Credit: © Nature Publishing Group

“The traditional approach to the investigation of cytokine production by inflammatory cells in rheumatoid arthritis [RA],” says Dagmar Scheel-Toellner, “is to focus on one particular cell type and a small group of cytokines, which rather limits the possibility of making new and unexpected observations.” Now, Scheel-Toellner and colleagues have used a 'non-biased' experimental strategy to evade such limitations, as they report in Annals of the Rheumatic Diseases. “Among many interesting observations, one of the most striking was the unexpectedly high expression of RANKL in synovial fluid B cells,” states Scheel-Toellner, “a population of cells not previously known to produce this factor in rheumatoid disease.”

To enable this discovery, the researchers isolated the five main inflammatory cell populations from synovial fluid and peripheral blood of 12 patients with RA, and assessed the expression of 41 cytokines simultaneously by real-time quantitative PCR. Importantly, the cells were not stimulated in vitro, and thus the in vivo situation was preserved as faithfully as possible. “Using this approach we have generated a 'map', delineating which cell populations express mRNA for the cytokines investigated in this study,” continues Scheel-Toellner. Cytokines characteristic for T cells and myeloid cells were found in the expected places (including comparatively low levels of RANKL mRNA in CD4+T cells), validating the method. The B-cell expression of RANKL was also demonstrated at the protein level.
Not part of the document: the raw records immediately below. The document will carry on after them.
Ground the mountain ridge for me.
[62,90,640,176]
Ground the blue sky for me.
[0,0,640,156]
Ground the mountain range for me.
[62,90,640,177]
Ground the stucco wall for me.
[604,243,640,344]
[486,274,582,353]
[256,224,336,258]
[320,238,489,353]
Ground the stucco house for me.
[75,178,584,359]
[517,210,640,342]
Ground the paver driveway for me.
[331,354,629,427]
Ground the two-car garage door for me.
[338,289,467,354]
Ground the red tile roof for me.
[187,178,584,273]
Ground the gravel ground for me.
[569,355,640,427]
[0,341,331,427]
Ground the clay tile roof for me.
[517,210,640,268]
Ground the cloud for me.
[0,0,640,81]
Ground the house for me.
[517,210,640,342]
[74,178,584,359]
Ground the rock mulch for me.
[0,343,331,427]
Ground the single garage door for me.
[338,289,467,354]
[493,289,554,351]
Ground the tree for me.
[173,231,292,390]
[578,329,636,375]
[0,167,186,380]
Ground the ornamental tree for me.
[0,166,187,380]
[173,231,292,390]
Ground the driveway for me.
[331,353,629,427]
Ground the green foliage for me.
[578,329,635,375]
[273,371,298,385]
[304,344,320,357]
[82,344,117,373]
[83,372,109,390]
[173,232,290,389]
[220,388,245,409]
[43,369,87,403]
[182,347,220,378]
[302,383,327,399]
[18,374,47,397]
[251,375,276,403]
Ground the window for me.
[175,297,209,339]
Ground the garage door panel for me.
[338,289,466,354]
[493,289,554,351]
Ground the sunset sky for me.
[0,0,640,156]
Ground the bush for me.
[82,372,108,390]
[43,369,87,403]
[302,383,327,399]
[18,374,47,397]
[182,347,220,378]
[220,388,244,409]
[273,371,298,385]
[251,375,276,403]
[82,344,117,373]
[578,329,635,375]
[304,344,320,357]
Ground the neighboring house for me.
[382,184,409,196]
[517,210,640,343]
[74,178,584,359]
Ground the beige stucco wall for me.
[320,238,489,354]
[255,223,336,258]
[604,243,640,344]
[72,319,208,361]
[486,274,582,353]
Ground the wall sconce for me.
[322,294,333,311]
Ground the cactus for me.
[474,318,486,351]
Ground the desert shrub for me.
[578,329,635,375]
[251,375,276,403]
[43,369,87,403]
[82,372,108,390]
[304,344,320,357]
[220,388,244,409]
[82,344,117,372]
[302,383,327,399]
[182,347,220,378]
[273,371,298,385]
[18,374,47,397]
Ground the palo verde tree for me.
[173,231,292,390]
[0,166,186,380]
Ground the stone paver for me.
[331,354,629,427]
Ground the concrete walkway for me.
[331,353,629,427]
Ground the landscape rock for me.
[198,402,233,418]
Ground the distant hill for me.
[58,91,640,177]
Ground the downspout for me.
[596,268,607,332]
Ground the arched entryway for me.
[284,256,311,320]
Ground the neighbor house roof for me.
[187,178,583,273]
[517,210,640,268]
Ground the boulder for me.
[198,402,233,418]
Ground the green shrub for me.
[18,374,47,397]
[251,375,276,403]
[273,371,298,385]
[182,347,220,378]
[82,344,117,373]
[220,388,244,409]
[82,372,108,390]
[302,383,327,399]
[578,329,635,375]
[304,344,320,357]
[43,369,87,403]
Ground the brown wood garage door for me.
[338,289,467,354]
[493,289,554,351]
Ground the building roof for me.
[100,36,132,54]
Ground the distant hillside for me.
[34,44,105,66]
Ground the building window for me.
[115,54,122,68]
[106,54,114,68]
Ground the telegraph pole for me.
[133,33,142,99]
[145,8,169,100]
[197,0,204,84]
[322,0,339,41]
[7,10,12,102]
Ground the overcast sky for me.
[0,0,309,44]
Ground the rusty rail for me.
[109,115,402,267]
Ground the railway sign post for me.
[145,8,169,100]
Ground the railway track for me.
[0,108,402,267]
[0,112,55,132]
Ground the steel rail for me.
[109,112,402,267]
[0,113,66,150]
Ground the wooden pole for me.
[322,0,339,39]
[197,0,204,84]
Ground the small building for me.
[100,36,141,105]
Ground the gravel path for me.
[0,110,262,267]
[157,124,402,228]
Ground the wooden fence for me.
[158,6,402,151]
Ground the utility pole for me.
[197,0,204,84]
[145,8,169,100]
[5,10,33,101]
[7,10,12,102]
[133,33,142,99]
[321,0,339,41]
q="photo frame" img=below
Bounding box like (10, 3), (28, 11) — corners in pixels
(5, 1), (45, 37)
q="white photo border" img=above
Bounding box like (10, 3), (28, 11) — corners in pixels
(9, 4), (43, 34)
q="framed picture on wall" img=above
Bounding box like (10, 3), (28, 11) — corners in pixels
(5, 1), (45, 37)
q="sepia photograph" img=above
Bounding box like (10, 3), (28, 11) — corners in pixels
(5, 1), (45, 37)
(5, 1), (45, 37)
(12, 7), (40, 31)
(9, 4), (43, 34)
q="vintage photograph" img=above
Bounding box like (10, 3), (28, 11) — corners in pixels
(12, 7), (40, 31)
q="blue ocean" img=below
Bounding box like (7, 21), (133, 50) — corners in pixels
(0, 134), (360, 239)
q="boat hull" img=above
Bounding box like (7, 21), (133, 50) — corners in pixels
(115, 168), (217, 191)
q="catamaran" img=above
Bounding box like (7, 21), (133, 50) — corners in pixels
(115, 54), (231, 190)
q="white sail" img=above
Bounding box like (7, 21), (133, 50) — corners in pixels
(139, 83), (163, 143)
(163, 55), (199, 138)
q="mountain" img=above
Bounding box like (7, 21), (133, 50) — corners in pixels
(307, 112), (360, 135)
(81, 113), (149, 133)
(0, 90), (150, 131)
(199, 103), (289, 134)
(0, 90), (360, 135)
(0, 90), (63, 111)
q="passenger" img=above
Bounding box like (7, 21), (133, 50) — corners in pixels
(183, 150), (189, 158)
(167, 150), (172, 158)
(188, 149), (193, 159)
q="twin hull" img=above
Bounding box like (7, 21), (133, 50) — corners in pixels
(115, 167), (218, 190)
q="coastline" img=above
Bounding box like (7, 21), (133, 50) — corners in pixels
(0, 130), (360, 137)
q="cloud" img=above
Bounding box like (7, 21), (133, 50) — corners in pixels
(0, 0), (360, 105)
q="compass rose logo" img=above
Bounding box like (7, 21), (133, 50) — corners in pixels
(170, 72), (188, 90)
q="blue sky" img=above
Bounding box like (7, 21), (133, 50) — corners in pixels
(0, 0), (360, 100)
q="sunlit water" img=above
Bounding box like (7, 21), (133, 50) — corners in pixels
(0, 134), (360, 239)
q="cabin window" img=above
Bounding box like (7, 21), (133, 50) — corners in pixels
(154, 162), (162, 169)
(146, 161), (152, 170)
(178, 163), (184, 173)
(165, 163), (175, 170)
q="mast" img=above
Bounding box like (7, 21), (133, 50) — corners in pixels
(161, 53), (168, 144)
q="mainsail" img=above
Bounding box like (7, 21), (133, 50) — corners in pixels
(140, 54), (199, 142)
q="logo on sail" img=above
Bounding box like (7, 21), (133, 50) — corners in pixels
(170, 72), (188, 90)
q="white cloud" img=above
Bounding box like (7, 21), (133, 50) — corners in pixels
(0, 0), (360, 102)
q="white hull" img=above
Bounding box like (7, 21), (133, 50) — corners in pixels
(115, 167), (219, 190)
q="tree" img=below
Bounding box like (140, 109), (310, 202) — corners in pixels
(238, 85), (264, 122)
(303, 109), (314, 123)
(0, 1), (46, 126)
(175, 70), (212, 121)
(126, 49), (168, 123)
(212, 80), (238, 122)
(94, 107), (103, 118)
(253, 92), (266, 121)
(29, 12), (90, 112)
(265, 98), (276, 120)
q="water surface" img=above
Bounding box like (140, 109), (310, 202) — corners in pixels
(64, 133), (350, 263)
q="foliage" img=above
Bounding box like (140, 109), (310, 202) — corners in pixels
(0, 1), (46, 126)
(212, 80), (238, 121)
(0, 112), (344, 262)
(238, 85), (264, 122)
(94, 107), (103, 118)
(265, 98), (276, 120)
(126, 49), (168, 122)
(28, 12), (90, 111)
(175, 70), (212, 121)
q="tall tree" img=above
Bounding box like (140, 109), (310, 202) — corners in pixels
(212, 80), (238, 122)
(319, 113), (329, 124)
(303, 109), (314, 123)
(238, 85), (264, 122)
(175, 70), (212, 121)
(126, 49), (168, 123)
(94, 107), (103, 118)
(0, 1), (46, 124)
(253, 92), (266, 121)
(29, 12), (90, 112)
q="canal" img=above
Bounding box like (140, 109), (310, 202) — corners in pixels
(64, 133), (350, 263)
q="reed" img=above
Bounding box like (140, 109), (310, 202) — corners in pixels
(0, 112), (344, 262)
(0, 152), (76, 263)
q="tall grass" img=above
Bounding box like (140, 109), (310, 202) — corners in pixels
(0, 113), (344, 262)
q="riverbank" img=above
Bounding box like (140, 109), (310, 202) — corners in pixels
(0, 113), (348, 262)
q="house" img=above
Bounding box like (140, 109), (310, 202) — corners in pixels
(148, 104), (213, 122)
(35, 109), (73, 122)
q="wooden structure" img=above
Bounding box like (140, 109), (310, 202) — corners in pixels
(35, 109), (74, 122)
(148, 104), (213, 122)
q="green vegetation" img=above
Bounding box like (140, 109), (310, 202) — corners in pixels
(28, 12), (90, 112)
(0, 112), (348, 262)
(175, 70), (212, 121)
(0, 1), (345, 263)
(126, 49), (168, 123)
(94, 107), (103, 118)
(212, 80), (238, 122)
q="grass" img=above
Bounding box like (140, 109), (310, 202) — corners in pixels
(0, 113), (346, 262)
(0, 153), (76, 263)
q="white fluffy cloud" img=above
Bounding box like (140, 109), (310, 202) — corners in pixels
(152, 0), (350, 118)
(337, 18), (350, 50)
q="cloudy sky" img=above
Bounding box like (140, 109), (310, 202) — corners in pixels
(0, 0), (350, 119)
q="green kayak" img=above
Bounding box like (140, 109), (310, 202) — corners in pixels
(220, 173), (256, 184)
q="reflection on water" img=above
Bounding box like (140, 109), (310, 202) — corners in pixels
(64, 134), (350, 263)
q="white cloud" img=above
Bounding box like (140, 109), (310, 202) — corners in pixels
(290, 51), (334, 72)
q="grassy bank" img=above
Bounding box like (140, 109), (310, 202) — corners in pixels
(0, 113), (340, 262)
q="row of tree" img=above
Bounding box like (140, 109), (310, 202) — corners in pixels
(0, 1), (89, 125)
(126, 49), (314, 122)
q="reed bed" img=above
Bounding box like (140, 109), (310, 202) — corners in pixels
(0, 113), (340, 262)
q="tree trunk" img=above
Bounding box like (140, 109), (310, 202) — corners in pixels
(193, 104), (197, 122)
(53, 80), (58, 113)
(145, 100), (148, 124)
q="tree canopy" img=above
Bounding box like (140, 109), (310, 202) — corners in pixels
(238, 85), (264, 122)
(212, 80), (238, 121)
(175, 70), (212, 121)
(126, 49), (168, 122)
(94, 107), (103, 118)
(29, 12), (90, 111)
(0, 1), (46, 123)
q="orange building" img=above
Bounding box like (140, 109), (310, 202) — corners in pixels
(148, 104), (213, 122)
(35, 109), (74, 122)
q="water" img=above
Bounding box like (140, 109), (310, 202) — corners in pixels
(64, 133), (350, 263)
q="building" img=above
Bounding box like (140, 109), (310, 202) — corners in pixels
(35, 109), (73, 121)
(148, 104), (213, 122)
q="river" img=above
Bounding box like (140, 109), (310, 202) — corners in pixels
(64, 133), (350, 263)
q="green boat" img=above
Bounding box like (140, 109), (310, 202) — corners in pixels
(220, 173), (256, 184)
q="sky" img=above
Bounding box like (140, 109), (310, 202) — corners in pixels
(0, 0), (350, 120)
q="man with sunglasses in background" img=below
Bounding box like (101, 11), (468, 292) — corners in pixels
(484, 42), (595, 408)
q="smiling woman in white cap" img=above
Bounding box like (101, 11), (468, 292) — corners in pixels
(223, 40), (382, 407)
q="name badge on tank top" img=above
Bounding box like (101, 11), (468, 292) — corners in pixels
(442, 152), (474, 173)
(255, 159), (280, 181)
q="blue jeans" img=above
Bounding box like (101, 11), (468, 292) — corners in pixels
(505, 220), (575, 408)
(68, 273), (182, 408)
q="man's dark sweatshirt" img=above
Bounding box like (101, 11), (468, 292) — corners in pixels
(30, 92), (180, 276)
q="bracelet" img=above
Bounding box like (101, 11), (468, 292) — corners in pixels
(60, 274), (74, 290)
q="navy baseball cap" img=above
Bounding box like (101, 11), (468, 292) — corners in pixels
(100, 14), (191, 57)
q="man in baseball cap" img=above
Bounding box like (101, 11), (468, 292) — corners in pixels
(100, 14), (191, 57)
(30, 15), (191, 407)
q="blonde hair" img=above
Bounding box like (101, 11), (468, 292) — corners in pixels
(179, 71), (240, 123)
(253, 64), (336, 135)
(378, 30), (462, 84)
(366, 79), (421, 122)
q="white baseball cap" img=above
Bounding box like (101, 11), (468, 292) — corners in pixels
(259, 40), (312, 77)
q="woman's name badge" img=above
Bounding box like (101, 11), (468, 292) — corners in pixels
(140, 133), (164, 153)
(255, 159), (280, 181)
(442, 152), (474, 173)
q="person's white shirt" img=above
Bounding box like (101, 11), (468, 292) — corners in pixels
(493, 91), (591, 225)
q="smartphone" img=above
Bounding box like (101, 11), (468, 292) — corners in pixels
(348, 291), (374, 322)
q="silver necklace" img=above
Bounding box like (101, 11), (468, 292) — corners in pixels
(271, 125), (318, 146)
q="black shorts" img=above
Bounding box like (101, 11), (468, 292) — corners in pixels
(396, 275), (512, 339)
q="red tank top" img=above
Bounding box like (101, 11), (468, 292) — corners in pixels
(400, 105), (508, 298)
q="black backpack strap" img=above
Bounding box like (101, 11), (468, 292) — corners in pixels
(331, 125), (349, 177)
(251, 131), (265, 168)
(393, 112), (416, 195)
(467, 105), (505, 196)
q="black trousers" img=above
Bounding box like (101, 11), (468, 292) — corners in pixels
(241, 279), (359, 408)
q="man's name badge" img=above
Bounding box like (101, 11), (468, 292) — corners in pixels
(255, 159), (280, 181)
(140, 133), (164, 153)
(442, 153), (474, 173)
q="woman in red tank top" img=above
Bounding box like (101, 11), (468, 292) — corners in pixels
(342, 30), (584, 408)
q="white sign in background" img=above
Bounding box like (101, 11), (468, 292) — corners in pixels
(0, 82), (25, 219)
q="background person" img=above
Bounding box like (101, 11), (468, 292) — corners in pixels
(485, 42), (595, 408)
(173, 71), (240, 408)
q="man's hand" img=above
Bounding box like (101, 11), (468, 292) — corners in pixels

RANKL (or TNF ligand superfamily member 11) binds receptor activator of nuclear factor кB, is required for osteoclast development, and mediates bone destruction. “A few years ago, investigators on the REFLEX trial showed that targeting B cells with rituximab limited the progression of bone erosion,” says Scheel-Toellner. “Our finding provides a plausible mechanism for this observation, and we are currently investigating the impact of rituximab therapy on RANKL expression by synovial B cells.”

RANKL is expressed by a subset of memory B cells that reside in epithelial niches; its expression in synovial fluid B cells might relate to the development of ectopic lymphoid structures.“Targeting B-cell populations that actively damage the joint may allow us to further refine cell depletion therapies and improve patient outcomes,” concludes Scheel-Toellner.